The aim is to get parents and guardians teaching their young teenagers how to enjoy alcohol at the family dinner table and to enjoy the life-enhancing aspects that a lovely cold beer can give you after a hard Bursary exam or a set back from a friend or on the sport field.

Understanding adults assist teenagers to adjust to growing up and adjust to living in a society where mind-altering substances, and body-hurting substances, are liberally available.

This is a question not of simple morality or a table-thumping.

This isn't an issue about your sixteen year old or mine having a beer with dad and mum at the family dinner table – I'd be the first to pour my 16 year old a beer over dinner.

It is about accepting the empirical evidence that the law changes of the late 1980s and late 1990s in fact facilitated increased access to alcohol for younger and younger teenagers in an environment that isn't the best for young teenagers and children – the licensed corner dairy – and the drinking environment, groups of very young teenagers in the local park or parking lot.

For me, the most fundamental function of a Member of Parliament is to promote laws and standards that enhance the safety and well being of the community and of families, and of course that includes the most vulnerable among us – young teenagers as well as their worrying parents.

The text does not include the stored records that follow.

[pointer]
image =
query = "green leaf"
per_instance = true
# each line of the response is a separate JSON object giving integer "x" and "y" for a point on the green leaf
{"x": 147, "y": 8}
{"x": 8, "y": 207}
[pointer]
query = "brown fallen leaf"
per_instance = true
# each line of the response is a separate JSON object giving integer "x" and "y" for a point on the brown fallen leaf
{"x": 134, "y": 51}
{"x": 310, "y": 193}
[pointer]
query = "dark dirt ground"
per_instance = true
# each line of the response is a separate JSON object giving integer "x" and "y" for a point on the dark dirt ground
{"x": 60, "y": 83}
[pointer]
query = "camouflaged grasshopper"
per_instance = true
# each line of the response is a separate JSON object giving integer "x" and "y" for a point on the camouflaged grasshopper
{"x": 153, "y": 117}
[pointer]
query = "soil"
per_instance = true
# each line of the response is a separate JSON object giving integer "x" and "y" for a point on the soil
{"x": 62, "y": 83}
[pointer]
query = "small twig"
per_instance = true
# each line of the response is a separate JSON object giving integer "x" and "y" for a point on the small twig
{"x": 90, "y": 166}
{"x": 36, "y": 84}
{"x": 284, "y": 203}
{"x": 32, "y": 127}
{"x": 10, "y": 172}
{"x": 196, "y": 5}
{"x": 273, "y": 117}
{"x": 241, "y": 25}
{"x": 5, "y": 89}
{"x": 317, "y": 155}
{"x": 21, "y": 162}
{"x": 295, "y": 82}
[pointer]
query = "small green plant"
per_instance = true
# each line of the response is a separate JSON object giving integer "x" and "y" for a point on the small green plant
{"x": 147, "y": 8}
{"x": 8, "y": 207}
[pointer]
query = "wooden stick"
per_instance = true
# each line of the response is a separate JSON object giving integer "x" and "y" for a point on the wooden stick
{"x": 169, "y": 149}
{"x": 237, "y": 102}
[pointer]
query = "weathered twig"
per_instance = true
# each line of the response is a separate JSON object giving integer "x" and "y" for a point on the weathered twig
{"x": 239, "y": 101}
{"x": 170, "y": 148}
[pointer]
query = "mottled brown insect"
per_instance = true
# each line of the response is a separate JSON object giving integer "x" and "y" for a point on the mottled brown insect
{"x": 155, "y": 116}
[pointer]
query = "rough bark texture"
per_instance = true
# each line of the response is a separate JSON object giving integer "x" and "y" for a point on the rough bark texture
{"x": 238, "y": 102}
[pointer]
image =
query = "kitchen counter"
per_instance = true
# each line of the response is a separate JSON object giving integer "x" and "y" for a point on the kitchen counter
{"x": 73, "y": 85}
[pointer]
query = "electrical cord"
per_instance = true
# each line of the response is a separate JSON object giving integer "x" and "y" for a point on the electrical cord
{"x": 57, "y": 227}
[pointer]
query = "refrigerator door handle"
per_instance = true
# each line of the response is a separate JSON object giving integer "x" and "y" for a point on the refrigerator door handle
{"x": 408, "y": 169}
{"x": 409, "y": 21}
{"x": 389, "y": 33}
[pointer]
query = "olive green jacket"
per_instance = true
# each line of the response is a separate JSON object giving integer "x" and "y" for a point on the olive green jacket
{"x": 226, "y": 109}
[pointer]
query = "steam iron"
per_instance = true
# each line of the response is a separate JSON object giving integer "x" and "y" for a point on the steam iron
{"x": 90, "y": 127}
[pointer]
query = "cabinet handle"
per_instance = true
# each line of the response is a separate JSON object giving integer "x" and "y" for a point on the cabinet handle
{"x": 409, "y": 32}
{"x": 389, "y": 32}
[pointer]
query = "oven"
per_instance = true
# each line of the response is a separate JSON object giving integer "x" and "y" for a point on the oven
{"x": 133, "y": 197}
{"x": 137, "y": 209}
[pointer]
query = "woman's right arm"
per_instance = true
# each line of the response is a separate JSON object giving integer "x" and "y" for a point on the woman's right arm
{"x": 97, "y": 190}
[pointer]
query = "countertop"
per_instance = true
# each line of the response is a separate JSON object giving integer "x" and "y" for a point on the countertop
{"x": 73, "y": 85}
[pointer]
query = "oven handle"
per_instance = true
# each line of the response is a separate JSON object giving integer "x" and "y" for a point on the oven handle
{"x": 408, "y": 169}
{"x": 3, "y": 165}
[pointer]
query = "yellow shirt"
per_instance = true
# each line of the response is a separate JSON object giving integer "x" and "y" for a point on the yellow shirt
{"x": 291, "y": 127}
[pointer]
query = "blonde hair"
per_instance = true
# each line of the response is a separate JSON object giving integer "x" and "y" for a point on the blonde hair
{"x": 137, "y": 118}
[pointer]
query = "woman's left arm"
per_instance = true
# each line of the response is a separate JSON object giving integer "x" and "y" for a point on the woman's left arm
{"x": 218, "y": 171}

The reason I am so proud that my Bill has made it as far as the Select Committee, in spite of those MPs from this city that voted against it going there, is that the Bill provides a forum where the general public with all of its view points can be listened to respectfully and where those that have access to, and have conducted primary research, that is empirical research not political rhetoric, can be heard.

I am a politician.

I know that the reality of politics is that unless the Progressive Party gets 1.3% of the Party Vote or whatever it is that we need to ensure I'm returned to Parliament, my Bill will be most likely be killed in its tracks.

My Bill hangs in the balance. And its personal, I'm a parent and I like most members of the public want to have their say on how has happened – in teenage traffic accident statistics, in the transmission of teenage sexual disease and so forth – since 1999, and how we might together do something or some things positive to help turn the tide against those tragic self-inflicted trends.

Thank you for inviting me to be with you as your conference and I am very happy to answer any questions that you may have of me.